Kiyokawa also mentioned the official launch of Baidu Delivery in 2014. Wang Puzhong, the current commander of the Meituan’s delivery war, joined Meituan Delivery in April 2015 after resigning from Baidu Delivery in April 2015, where he was dubbed the “number one employee of Baidu Delivery” by the Chinese media.
At the time, Baidu Delivery made a rapid entry into the top three in the industry with strong support from Baidu. Following the successful financing of Meituan Delivery and Ele.me, a fierce subsidy war ensued, but Baidu Delivery did not join in. Alongside other mistakes, Baidu Delivery quickly lost market share, ultimately being acquired by Ele.me for $800 million in August 2017.
Meituan currently holds the largest market share in the delivery market. Its financial report for the first quarter of 2025 shows a 39.1% increase in after-tax profit in the “core local business” sector.
However, Song Weijun said: “These are mainly pre-price war data. Now, with the price war in full swing, although user growth may accelerate, gross profit is significantly compromised, which will drag down short-term profit performance and even affect the annual revenue expectations. The capital market is sure to react sensitively.”
A report released by UBS today suggests that all delivery platforms in July may have fallen into losses.
Moreover, with the “buy with zero cost” concept combined with various discounts and vouchers, the subsidy war among the three major delivery platforms has begun to impact small businesses. Some small businesses have stopped participating in platform promotions, fearing that their own operations might become unsustainable. How does this affect ordinary people?
Song Weijun said, “For ordinary users, in the short term, they can indeed enjoy cheaper delivery and courier services, reducing their daily living costs. However, in the long run, if the industry reshuffle ends and prices return to normal, service quality drops, or small businesses are squeezed out, in the end, ‘it’s the sheep that pay the price.'”

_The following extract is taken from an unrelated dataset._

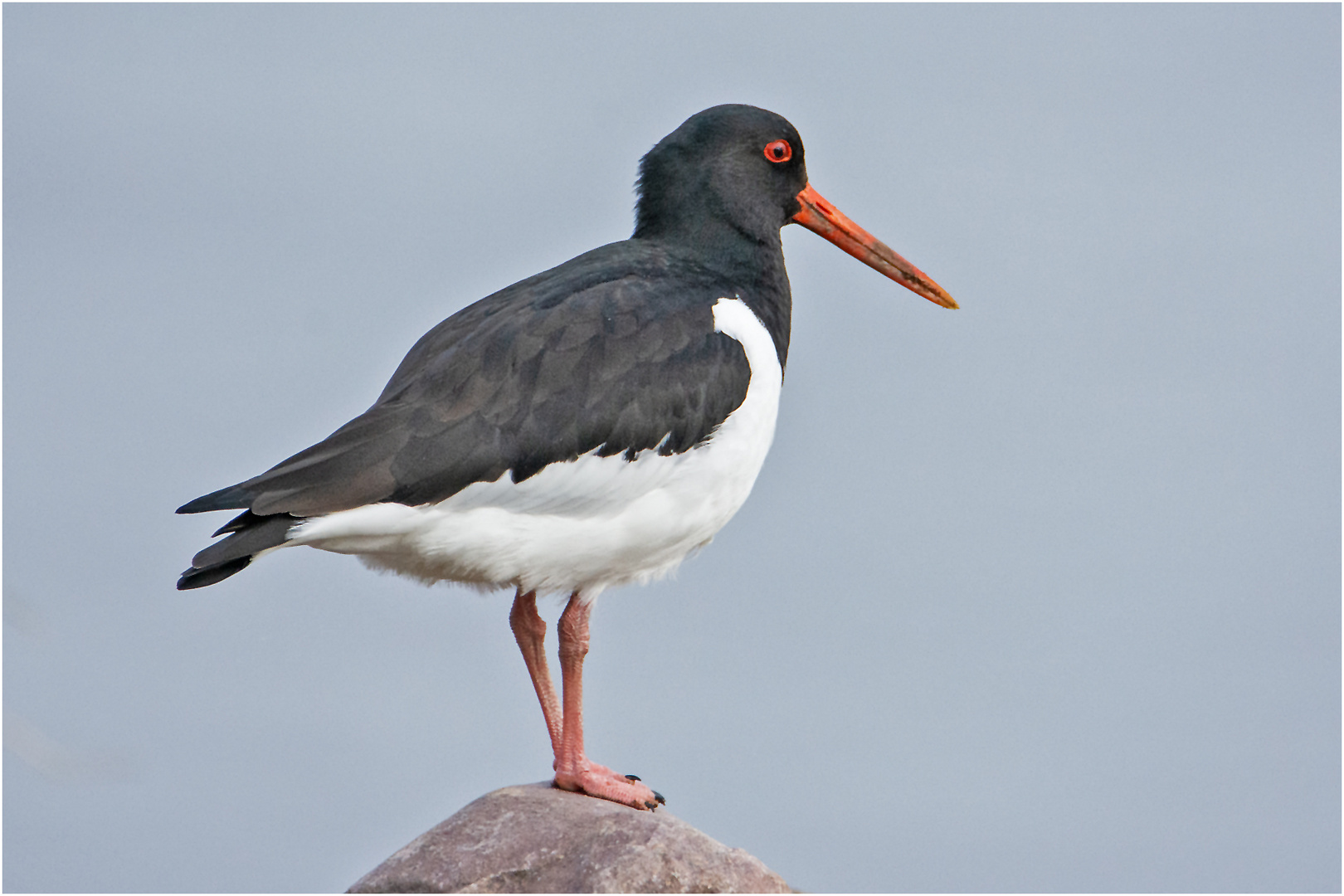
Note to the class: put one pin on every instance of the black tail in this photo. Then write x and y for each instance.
(249, 535)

“Therefore, while common people benefit in the short term, the long-term viability depends on whether the industry can move towards sustainable and healthy development in the competition. Many industries in China are currently in a state of malignancy, commonly known as ‘internal roll,’ resulting in short-term gains but long-term losses.”
One netizen ordered 6 cups of milk tea for free, cheering, “All free! Post-00s are also catching up with the era’s bonus,” and commented, “Thanks to the business war.” Some netizens said, “The only era bonus that post-00s like me have enjoyed so far is the ‘delivery war.'”
Another netizen expressed concern that they might not be able to accept meals over 10 yuan and drinks over 5 yuan in the future. This is exactly what worries businesses: subsidies break the consumer price bottom line, and it may be difficult to recover once the subsidies stop.
There are more rational voices appearing in online comments, such as having a full refrigerator leads to unrealistic consumption, and noticing reductions in delivery portions.
Kiyokawa also mentioned concerns about food safety. He stated, “In the background of economic recession, even with short-term subsidies, there are limited improvements in quality of life, not to mention issues with food safety. Once the subsidy trend ends, prices will return to their original levels.”
The delivery platform war has now had societal impacts. Some humorously remark that the world is too topsy-turvy, with people across the country working late into the night on Saturday ordering delivery.
“Biao Jianxiang Talks Culture” commented on the delivery platform war, saying, “We have no moral requirements for ourselves, which means no principles, and no principles mean no unified opinions. It’s easy to be controlled by platforms one by one. Therefore, individuals or businesses, platforms’ greed is not the main reason; it’s the society abandoning the norms of Laozi and the righteousness of Confucius.”